Please, read the article at the link post # 27.The length of each link is equal to one, and the distance between the vertical axes is equal to the root of 3.Equation x3*x6 = 1/2 derived from Equation (6) of this paper.
"Normals to planes ABO and ABO' must be perpendicular?" Yes.
Regards

sinθ_2*sinθ_5=const
θ_2, θ_5 rotating angles around the ZA2, ZB2 rotating axis, difficult equation
You cann't use any intial values for coordinates because ABO and ABO' must be perpendicular, if you fixed all coordinates but one, you've got Quadratic equation. If you have no real roots change others coordinates and try again. Also you can change equation to be cos(α)=const, α≠90, α is angle between normals

Wrote

Please correct me if I'm wrong

Не видел здесь твоих сообщений, потому что давно сюда не заглядывал. Если ещё интересуешься этим механизмов, то здесь находятся тексты на Maple с вариантом его реализации. И там же происходит общение, похоже, со специалистом.

Wrote

Не видел здесь твоих сообщений, потому что давно сюда не заглядывал. Если ещё интересуешься этим механизмов, то здесь находятся тексты на Maple с вариантом его реализации. И там же происходит общение, похоже, со специалистом.
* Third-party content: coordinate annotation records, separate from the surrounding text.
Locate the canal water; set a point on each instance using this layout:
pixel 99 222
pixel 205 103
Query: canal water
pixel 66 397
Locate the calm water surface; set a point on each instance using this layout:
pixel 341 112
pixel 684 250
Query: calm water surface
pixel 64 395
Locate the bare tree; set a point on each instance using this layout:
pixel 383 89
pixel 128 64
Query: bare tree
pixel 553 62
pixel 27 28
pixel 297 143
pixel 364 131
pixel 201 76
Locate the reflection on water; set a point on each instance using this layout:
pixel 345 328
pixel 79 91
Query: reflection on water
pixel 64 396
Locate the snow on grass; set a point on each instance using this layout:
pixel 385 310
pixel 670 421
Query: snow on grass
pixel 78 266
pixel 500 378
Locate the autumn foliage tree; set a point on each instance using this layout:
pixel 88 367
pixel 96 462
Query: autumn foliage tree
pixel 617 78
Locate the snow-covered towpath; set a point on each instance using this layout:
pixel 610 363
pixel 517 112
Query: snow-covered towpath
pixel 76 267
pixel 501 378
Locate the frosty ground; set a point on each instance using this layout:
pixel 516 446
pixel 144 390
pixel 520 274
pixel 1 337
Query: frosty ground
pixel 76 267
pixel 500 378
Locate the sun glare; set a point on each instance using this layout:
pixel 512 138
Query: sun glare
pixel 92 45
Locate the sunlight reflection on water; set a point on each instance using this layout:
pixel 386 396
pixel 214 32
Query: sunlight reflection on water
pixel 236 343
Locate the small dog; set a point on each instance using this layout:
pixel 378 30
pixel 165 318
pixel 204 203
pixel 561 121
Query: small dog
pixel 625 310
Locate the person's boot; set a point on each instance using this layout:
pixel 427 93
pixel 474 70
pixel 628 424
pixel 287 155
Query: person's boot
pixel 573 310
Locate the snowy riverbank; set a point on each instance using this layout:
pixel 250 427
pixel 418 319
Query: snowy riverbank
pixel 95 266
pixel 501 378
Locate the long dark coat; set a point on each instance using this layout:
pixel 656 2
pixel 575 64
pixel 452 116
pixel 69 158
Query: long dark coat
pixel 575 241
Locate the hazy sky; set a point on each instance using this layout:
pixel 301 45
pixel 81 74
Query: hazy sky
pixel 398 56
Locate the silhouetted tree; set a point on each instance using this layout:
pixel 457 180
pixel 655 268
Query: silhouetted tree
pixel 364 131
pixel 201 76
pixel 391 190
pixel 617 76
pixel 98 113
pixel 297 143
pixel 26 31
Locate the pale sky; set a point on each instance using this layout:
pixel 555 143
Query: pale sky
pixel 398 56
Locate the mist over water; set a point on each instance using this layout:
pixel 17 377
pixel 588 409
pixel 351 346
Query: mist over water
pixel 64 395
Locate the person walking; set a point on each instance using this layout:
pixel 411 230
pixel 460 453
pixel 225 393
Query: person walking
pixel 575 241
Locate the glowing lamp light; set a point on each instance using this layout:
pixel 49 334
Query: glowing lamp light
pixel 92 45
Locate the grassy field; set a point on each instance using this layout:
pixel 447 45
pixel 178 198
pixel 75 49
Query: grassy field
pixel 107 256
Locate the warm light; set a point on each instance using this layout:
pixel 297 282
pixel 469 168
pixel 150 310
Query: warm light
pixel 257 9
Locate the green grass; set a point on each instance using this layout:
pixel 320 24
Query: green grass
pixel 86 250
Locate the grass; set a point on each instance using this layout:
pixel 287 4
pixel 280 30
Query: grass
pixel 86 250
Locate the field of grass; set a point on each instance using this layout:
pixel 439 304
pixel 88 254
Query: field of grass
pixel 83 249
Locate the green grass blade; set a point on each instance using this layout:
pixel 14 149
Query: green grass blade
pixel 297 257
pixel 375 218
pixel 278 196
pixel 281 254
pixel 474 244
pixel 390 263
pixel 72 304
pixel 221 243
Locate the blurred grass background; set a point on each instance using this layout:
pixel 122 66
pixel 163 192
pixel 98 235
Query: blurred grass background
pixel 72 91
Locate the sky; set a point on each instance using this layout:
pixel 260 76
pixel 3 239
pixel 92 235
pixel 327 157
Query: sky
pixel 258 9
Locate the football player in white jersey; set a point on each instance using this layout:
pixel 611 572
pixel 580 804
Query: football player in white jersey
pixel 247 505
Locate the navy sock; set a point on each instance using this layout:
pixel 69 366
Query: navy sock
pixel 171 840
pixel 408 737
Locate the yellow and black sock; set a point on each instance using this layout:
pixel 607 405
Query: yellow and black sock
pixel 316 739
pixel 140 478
Я могу вспомнить систему и туда выложить. Но не будут ли завсегдатаи против, если я не буду использовать Maple, а буду выкладывать картинки, видео, формулы?

Wrote

Но не будут ли завсегдатаи против, если я не буду использовать Maple, а буду выкладывать картинки, видео, формулы?

Там это не здесь. Единственное, думаю, если в понятной для всех людей форме и в доступном для буферизации виде. Потом, одна стойка должна быть входным звеном, и чтобы это было чётко видно на анимации. Другими словами, чтобы было не хуже чем там и чтобы любой пользователь Maple мог легко проверить результат. Все тамошние пользователи, у которых значок модератора, могут сделать замечание или просто удалить сообщение. Например, там автоматически ни у кого нет права писать в раздел, предназначенный для сотрудников MapleSoft, которые помечены своим значком.
Хотя текст сообщения, насколько помню, разрешается набирать на любом языке, лишь бы с ним справлялся переводчик. А в плане обучения Maple считаю тот форум очень хорошим, если что.